No I keep it on the porch.
I certainly would!
'I took the missus to Leatherhead for the weekend.'
'Surrey?'
'I SAID I TOOK THE MISSUS TO LEATHERHEAD FOR THE WEEKEND'
Please:
I went to Leatherhead on Sunday.
Jamaica ?
I certainly would!
Nah, she wanted to.
i took my girfriend to the capital of Italy last week
cheers.
Genoa?
Of course i do, she's my girlfriend!!
nope,
Rome
I don't get it
its cos i havent finished yet
'I took the missus to East Sussex for the weekend...'
'Rye?'
'Because that's where she used to go on holiday, as a child. She wanted to see how things had changed since her last visit and perhaps indulge in some nostalgic candyfloss eating and cold sea paddling.'
:D
I went to a monastery in a lovely town for lunch, but got there a bit late...
Nuneaton?
No, she waited for me.
the payoff was worth the 90-minute wait
"i took my girlfriend to north africa the other week"
"Libya?"
"Well look, I love you too, but I have a girlfriend. As I just mentioned."
'I took my bit on the side to eastern Turkey last week.'
'Ararat?'
'Don't you judge me on my loose morals.'
i took my girlfriend to WEST africa this time
Gambia?
No you come here!
took my girlfriend to Indonesia last week
Jakarta?
No we flew, obviously.
I took the misses to East France last weekend?
Lyon?
No, I'm telling the truth!
i took my dentist to the homeland of his favourite band, System Of A Down
Armenia?
nah it hurts a bit but he has my best interests at heart
10/10 for effort.
i still dont get it
armin' ya
I was playing a hobbit in a Lord of the Rings LARP in the North of Spain
Bilbao?
No, since you ask I was Frodo.
*fraodao
I went for dinner with Ma in India the other day?
Mumbai?
No, we split the bill.
:)
seriously you lot, dont get me started on this.
Satan is recreating his kingdom in my bathroom basin in Scandanavia?
Stockholm?
No Helsinki.
before that I was a a serviceman in the Caribbean
Grenada?
No, Rifleman
I was weighing up becoming a muslim on a trip to north Pakistan last week,
Islamabad?
Nah, they're alright really.
I think I saw you in Pakistan, while I was there I was in a traffic accident in the second city.
Karachi?
Yeah, it was a write off.
I walked around Ireland the other day, starting in the middle on the West coast.
Galway?
Ok, ok, I got a bus from Cork to Dublin, but I walked the rest.

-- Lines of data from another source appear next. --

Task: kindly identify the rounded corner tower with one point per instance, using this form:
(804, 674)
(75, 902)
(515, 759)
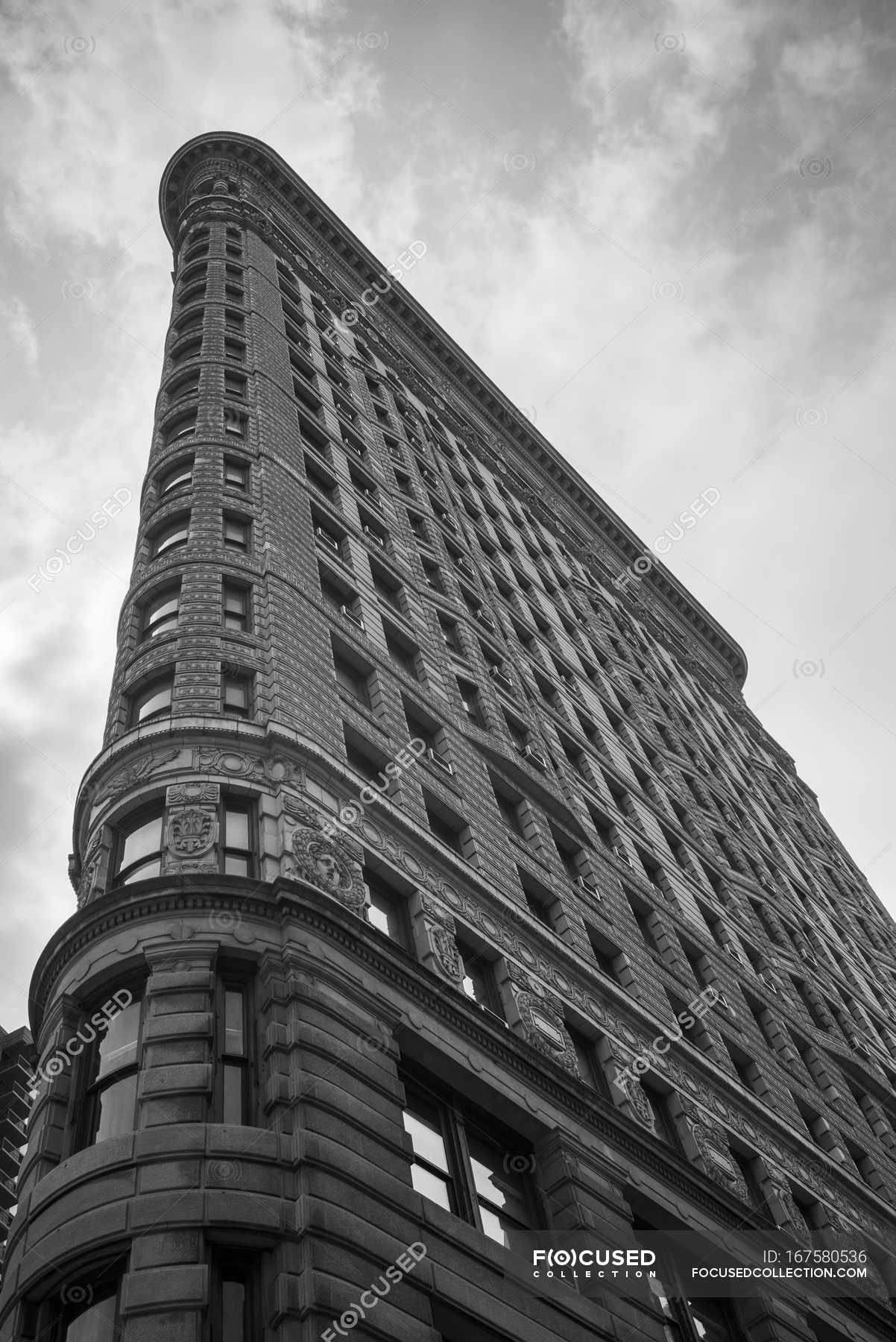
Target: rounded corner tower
(427, 813)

i took my bird to the capital of bulgaria the other day.
sofia?
her names abi, how many times?
My mate went to an orgy dressed as a star trek actor the other day.
Shatner?
No but they did indulge in watersports.
:D
I took the Missus to a vast country in Europe recently,
Russia?
Nah, I let her take her time.
Me and my girlfriend were in Croatia the other day, we had a "serious" talk
Split?
No, we're still together.
My girlfriends underware sprang a leak in South America
Brazil?
I didn't know such a product existed!
My girlfriend picked up a nasty STI when we visited a city in the west of the Netherlands.
Rotterdam?
Nah, she made a full recovery and everything's fine now.
!
Hello local, we're visiting for the week although i've got a nasty stomach bug.
Diarrhoea?
No it seems a pretty good place so far.
(dire here?)
Just got back from Eastern Europe, didn't eat for days.
Hungary?
No Romania.
I was in Romania, and I was followed around by a religious leader, it was really annoying.
Budapest?
No, I said Romainia.
Then I stayed in the capitol of Hungary, in one of those budget travel chains.
Bucarest?
You get very confused between Hungary and Romania don't you.
I took the missus to Cumbria the other day
Whitehaven?
No, she sunbathes in the nude.
I went to South America with my mate Alan.
Brazil?
That prat off Talksport? No way.
Took a mate of mine to Northern Ireland the other day.
Bangor?
No we're just friends.
Bangor's in Wales, innit?
oh.
There is one in NI too i think. Anyway. Carry on.
Actually i just checked, it's near Belfast and the North Channel. i used to watch daytime tv there.
County Down?
Yeah.
I heard you were in Essex the other day, whereabouts?
Harlow.
Well, i thought we'd already completed the necessary greetings, can't you answer my question?
Anyway, i was in Essex too the other day, i went to see Supergrass.
Grays?
No but they did play 'Seen The Light' off that album.
Yeh I'm in the Former Yugoslav Republic Of Macedonia, up north.
Kumanovo?
I can't you fool, I'm in Macedonia.
The first time i ever ate lobster was in surrey.
Staines?
No i wore a bib.
Met up with some Adam & Joe fans in Hertfordshire last week.
Stevenage?
Yeah loads, it got annoying pretty quickly.
My wife got attacked with some cheese in Somerset.
Cheddar gorge?
Yeah, she needed stiches!
I got caught taking the missus from behind in Devon.
Exeter?
Of course, I couldn't just carry on!
Have you heard about that disease that is spreading around gay areas on the south coast, it's making peoples bell-ends glow!
Brighton?
You would think it would have a more serious name!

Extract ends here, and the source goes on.